Niğde Valisi Seyfettin Sungur Ağa tarafından 1335 yılında yaptırılan ve bazı onarımlarla günümüze kadar gelen Sungurbey Camisi, örtü sistemi ve minareler dışında orijinalliğini koruyor. Kuzey, doğu ve batı cephelerinin gül pencerelerinde "Davut Yıldızı" bulunan caminin, kuzey giriş kapısı üzerinde yer alan İlhanlı dönemine ait çift başlı kartal figürü dikkati çekiyor.
Doğu taç kapısı eyvan türünde olan ve Türk mimarisinde kendine özgü seçkin bir yeri bulunan cami, eyvan gotik mimarisinin bir özelliği olarak kaburgalı tonozla kapatılmış.
Dikkati çeken en önemli bezeme, mihrabiye ve eyvan köşe sütunceleri arasında kalan ve sekiz kollu yıldızlardan oluşan, geometrik motiflerle bezenen panolar dıştan, kıvrık dallar arasına yerleştirilen çeşitli hayvan başları, spiral kıvrık dalların uçlarında ve aralarındaki boşluğu dolduruyor.
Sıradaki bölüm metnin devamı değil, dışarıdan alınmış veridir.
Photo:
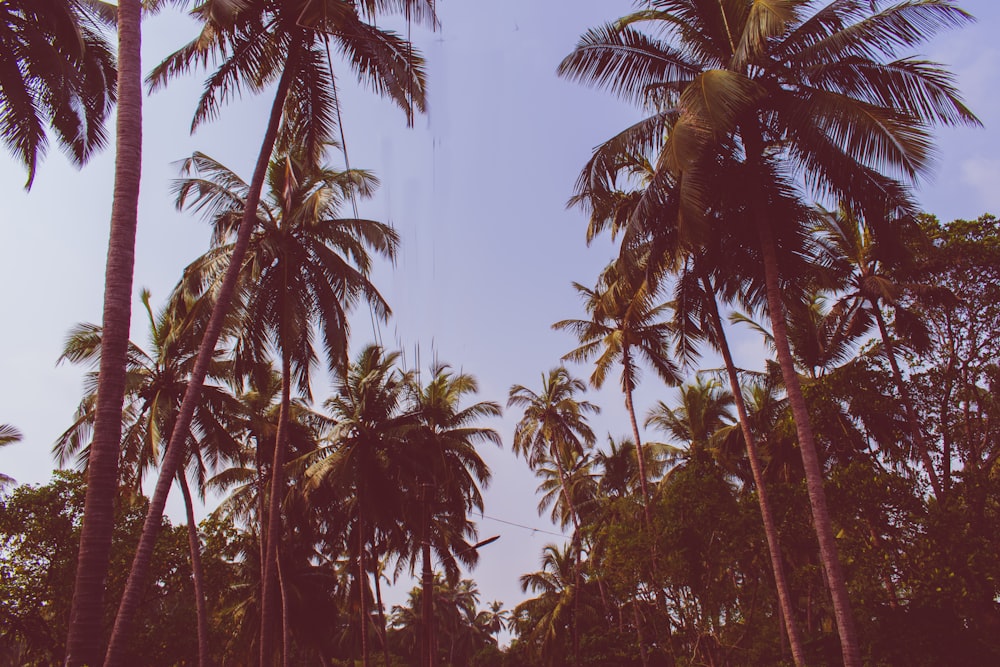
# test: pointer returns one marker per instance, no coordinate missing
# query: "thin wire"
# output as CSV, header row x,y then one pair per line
x,y
520,525
376,327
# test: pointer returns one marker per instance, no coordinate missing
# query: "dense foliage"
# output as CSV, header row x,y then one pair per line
x,y
841,504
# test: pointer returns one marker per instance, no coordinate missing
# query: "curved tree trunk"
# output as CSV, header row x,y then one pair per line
x,y
770,526
577,542
269,585
640,458
85,639
286,625
807,448
377,575
175,449
427,583
362,584
197,574
911,414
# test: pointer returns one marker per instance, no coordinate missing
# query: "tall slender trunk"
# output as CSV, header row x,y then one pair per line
x,y
176,448
197,574
638,631
807,448
286,624
770,526
427,583
641,461
577,537
639,454
363,616
85,638
377,575
269,586
904,392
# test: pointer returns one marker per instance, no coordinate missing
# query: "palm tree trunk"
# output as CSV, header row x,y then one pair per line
x,y
86,634
362,584
427,584
640,458
911,414
269,586
577,544
176,448
197,574
638,632
770,526
377,575
286,624
810,455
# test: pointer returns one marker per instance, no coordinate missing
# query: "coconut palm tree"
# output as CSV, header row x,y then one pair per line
x,y
553,428
450,475
56,69
361,471
703,411
777,93
156,384
86,636
259,43
624,325
304,267
846,238
544,620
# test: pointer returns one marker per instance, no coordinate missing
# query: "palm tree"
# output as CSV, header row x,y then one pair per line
x,y
623,326
450,475
847,239
361,471
553,428
543,620
8,436
304,266
56,69
777,93
156,384
258,43
702,413
85,636
494,619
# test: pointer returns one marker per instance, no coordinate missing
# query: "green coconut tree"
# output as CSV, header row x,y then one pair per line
x,y
775,93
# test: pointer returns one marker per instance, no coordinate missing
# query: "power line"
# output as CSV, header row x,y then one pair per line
x,y
521,525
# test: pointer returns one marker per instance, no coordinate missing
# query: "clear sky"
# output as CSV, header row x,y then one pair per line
x,y
477,190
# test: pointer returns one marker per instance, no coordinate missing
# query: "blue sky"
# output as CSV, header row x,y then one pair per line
x,y
477,190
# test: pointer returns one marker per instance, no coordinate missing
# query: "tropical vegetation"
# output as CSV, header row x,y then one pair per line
x,y
837,503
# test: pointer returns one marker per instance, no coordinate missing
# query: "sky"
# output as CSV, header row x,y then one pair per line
x,y
477,190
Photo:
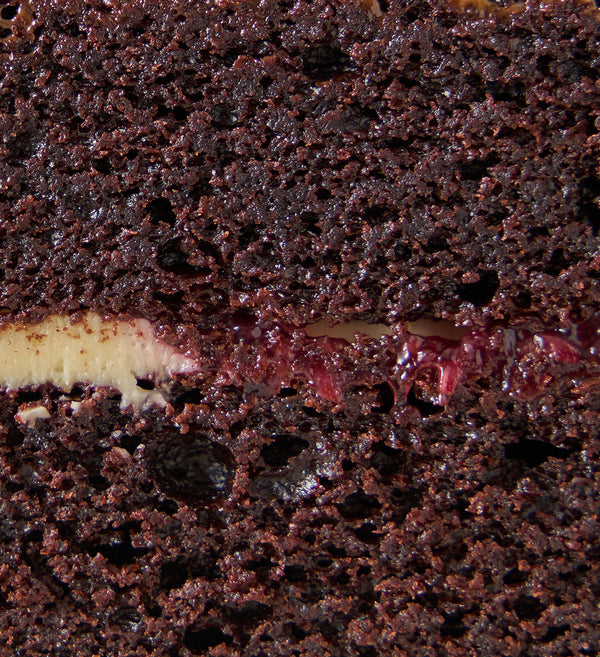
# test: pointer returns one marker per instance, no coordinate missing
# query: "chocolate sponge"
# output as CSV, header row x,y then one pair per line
x,y
231,173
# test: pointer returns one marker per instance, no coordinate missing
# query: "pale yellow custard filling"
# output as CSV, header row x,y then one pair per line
x,y
95,351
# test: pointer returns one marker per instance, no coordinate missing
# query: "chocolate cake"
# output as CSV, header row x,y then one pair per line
x,y
194,198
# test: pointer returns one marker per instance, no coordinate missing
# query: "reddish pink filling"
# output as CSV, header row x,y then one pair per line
x,y
516,361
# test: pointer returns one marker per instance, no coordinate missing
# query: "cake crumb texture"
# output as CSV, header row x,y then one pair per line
x,y
243,164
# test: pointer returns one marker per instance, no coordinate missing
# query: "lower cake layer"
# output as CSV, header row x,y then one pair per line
x,y
252,520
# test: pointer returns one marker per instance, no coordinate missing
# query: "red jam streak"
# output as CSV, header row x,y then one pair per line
x,y
513,361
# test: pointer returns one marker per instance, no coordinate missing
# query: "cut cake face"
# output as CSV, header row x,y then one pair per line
x,y
299,327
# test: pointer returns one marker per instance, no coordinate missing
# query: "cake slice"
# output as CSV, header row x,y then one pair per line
x,y
299,327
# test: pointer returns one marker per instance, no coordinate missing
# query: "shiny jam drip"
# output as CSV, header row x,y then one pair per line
x,y
516,362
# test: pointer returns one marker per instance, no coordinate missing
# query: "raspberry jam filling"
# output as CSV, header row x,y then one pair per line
x,y
427,368
416,366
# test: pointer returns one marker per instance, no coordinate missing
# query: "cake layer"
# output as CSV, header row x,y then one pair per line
x,y
302,162
217,182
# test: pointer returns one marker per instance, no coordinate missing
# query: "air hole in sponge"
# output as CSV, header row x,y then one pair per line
x,y
534,452
8,13
160,209
347,330
284,447
193,468
386,397
482,291
358,505
426,408
199,641
172,259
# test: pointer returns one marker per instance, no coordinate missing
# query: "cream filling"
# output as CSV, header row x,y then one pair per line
x,y
92,350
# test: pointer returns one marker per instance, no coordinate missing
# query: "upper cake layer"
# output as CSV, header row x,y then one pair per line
x,y
300,160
Caminin doğu kapısında oniki hayvanlı Türk takviminin hatırası olarak, kuzey panoda 37, güney panoda ise 42 olmak üzere kuş, fil, oğlak, at, panter, antilop, ejder, sıçan, boğa, tavşan, maymun, köpek, aslan, koyun, ördek ve balık figürleri bulunuyor.
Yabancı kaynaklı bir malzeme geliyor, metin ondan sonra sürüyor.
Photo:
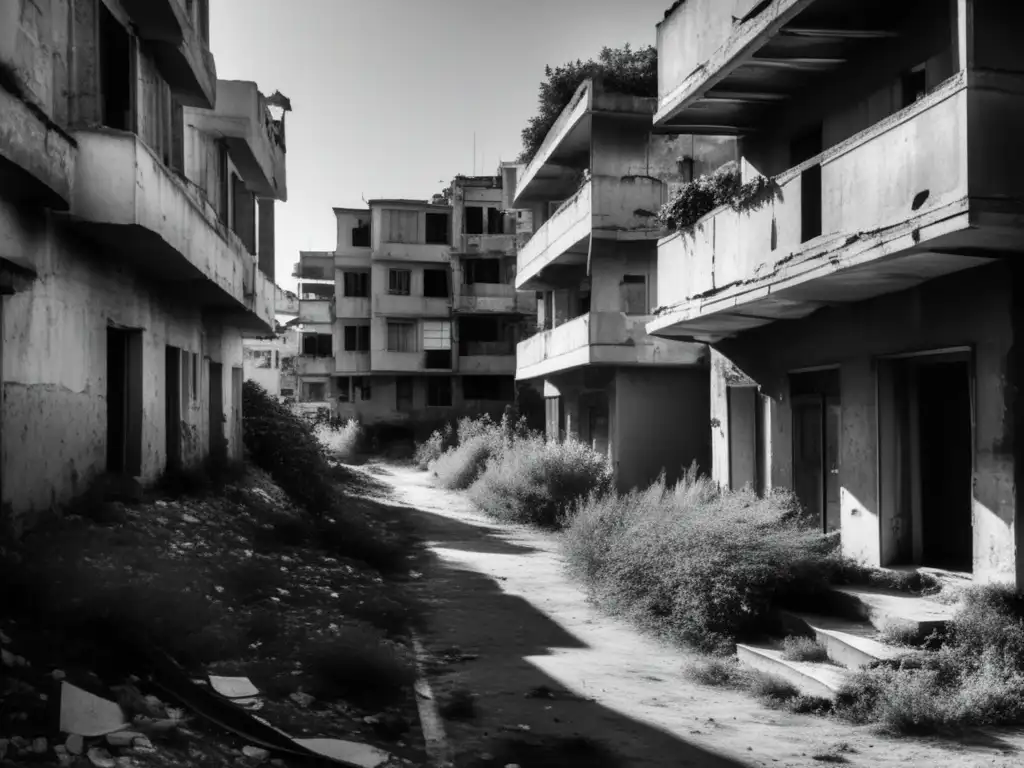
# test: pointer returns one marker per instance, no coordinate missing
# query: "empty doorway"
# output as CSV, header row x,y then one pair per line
x,y
926,431
124,401
816,427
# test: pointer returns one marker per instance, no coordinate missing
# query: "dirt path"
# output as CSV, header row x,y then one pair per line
x,y
500,593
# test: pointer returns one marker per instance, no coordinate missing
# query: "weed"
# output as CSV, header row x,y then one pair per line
x,y
804,649
538,481
460,705
717,672
357,663
694,563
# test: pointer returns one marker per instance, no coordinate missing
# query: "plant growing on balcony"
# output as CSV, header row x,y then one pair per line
x,y
623,70
701,196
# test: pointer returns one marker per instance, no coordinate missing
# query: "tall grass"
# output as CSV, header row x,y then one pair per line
x,y
699,565
536,481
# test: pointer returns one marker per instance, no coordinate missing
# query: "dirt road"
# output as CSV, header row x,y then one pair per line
x,y
499,596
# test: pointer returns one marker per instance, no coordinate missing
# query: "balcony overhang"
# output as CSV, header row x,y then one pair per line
x,y
242,119
554,172
771,56
37,158
144,216
181,54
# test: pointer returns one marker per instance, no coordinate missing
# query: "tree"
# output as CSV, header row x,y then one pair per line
x,y
623,70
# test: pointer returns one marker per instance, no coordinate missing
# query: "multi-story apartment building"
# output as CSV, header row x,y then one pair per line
x,y
424,316
594,189
131,262
871,307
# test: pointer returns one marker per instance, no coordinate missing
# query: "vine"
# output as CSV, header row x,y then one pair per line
x,y
701,196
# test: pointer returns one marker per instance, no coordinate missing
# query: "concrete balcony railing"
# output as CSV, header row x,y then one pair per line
x,y
37,158
411,306
181,53
315,310
242,119
604,208
500,298
127,201
891,216
352,363
600,338
308,365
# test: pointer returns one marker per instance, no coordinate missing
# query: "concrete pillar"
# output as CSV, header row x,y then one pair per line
x,y
266,237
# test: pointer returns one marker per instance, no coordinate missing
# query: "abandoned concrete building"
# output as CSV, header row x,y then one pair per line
x,y
593,192
407,324
870,306
134,259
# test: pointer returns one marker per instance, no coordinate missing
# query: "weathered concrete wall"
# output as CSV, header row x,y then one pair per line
x,y
972,309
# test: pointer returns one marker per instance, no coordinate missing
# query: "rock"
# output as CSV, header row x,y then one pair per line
x,y
256,753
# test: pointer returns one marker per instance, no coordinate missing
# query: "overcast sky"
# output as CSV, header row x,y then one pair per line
x,y
386,94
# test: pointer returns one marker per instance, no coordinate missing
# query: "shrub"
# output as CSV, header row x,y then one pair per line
x,y
696,564
537,481
286,445
341,441
976,678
Caminin bahçesindeki türbede ise Sungurbey'in sandukası yer alıyor.
Sungurbey Camisi'nde Vakıflar Genel Müdürlüğünce geçen yıl nisan ayında başlatılan restorasyon çalışmasının, yüzde 60'ı tamamlandı.
Restorasyon kapsamında, taş temizliği, duvarların güçlendirilmesi, zarar gören işlemeli taşların değiştirilmesi ve derz çalışması yapılıyor.
Gelecek yıl ibadete açılması planlanıyor
Niğde Valisi Yılmaz Şimşek, yaptığı açıklamada, Niğde'nin 10 bin yıllık geçmişe sahip önemli bir merkez olduğunu ve Kapadokya'nın giriş kapısı pozisyonunda bulunduğunu söyledi.
Kentin bir çok medeniyete de ev sahipliğini yaptığını belirten Şimşek, şöyle devam etti: "Hitit, Roma, Bizans, İlhanlı, Selçuklu, Osmanlı gibi medeniyetlere ait eserleri şehrimizin her yerinde görebiliyoruz. Sungurbey Camisi de dönemin İlhanlı Valisi Sungur Ağa tarafından 14. yüzyılda inşa ettirilmiş ve orijinalliğini büyük ölçüde korumuş. Bu caminin en büyük özelliği, geotik karakterleri nedeniyle Kıbrıs ve Akdemiz mimarisi özelliklerini taşıyor. Yine caminin içerisinde yer alan sivri kemerler de Orta Çağ mimarisinde rastlanılmayan bir ayrıntı."
Camide 18. yüzyılda gelen patlamayla büyük bir yangın çıktığını anlatan Vali Şimşek, "Cami, döneminde yapılan onarım çalışmalarıyla orijinalliği büyük ölçüde korumuş. Günümüzde de bu camiyi yaşatmak ve gelecek nesillere aktarmak için Vakıflar Bölge Müdürlüğümüzle yaklaşık 1,5 yıl önce restorasyon çalışmasına başladık. Önümüzdeki sene içinde de çalışmayı tamamlamayı düşünüyoruz. Amacımız, bu camiyi bir an önce tamamlayarak tekrar halkımızın hizmetine, ibadete açmak." ifadelerini kullandı.